I can't seem to figure out why the answers to these limits are what they are....can anyone help me understand where my thinking process is wrong:
lim (((e^-x)-2) / (e^1/x)) as x->0+

my thought process:
1. I try plugging in very small numbers that approach 0 into e^-x and see that the x in e^-x approaches 0, and that e^0 will equal 1.
2.for the denominator i try plugging some very small numbers in for x and see that e^(1/x) is e^infinity meaning e will get very big.

but the answer for this problem is 0. How?

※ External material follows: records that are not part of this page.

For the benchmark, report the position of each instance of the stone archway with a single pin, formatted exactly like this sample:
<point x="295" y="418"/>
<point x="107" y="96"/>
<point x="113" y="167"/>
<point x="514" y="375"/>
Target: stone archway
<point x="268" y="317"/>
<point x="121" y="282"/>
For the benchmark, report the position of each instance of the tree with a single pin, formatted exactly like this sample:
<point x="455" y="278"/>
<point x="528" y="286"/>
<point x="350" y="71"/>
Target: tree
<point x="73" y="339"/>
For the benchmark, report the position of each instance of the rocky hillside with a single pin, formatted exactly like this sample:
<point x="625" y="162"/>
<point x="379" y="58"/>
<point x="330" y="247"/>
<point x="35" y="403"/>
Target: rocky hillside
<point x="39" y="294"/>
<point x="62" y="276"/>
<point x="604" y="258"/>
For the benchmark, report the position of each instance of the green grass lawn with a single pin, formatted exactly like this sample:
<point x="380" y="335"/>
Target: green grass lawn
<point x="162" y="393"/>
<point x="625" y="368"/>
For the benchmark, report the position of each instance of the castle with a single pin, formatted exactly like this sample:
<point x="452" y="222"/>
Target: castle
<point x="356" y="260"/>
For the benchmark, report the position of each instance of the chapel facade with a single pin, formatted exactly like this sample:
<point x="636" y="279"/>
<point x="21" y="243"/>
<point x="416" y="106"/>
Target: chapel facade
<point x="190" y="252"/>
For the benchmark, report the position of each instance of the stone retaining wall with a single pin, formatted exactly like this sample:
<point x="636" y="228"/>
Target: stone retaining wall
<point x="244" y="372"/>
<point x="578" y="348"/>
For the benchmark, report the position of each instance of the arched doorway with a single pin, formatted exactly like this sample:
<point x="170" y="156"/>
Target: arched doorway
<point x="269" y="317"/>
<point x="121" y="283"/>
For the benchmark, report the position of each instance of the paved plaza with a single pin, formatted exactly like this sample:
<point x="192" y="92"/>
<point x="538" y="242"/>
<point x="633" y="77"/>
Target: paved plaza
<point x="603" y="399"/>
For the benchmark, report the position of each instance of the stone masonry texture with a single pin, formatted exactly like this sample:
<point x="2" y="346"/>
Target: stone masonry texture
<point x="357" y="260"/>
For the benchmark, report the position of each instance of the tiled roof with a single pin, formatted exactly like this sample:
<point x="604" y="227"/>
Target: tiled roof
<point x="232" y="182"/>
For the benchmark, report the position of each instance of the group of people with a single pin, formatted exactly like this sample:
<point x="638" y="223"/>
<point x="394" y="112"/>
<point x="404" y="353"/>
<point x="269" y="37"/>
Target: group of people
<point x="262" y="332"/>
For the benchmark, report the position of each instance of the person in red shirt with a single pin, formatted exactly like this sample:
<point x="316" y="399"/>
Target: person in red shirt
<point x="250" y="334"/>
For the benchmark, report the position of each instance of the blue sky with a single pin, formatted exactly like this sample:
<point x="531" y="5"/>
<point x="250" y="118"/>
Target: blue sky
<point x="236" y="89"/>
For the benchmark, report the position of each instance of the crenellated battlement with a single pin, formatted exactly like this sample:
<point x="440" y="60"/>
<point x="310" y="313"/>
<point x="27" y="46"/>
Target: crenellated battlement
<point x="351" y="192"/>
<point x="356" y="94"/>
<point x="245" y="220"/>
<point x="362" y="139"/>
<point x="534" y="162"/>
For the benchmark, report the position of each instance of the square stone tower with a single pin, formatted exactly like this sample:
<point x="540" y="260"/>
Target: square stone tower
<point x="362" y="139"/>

I also struggle with this one:
lim x-> 0+ (e^-x) / (1 + e^(1/x)) = 0

I dont understand how the numerator will ever equal 0. e raised to any power will never make it equal zero....how is this the answer?

2. 1.

The numerator approaches -1.
The denominator approaches infinity.
Do you see that the ratio goes to zero ?

3. Hello, colerelm1!

I have an "eyeball" approach to this problem . . .

$\displaystyle \lim_{x\to0^+}\frac{e^{\text{-}x}-2}{e^{\frac{1}{x}}}$

Multiply by $\displaystyle \frac{e^x}{e^x}\!:\;\;\frac{1 - 2e^x}{e^x\cdot e^{\frac{1}{x}}}$

Numerator:
. . As $x\to0:\;(1- 2e^x) \;\to\; 1 - 2(1) \:=\:\text{-}1$

Denominator:
. . As $x\to0:\;\left(e^x\cdot e^{\frac{1}{x}}\right) \;\to\;(1)(\infty) \:=\:\infty$

Therefore . . .

4. Originally Posted by colerelm1

I also struggle with this one:
lim x-> 0+ (e^-x) / (1 + e^(1/x)) = 0

I dont understand how the numerator will ever equal 0. e raised to any power will never make it equal zero....how is this the answer?
No, the numerator is never zero (except as x approaches infinity).
This is very similar to the first one.

The numerator goes to 1, but the denominator goes to infinity.
The "ratio" of numerator to denominator approaches zero.

It's the same idea as considering where the following sequence is headed.....

$\frac{1}{1},\;\;\frac{1}{2},\;\;\frac{1}{4},\;\;\f rac{1}{8},\;\;\frac{1}{100},\;\;\frac{1}{100,000}, .......$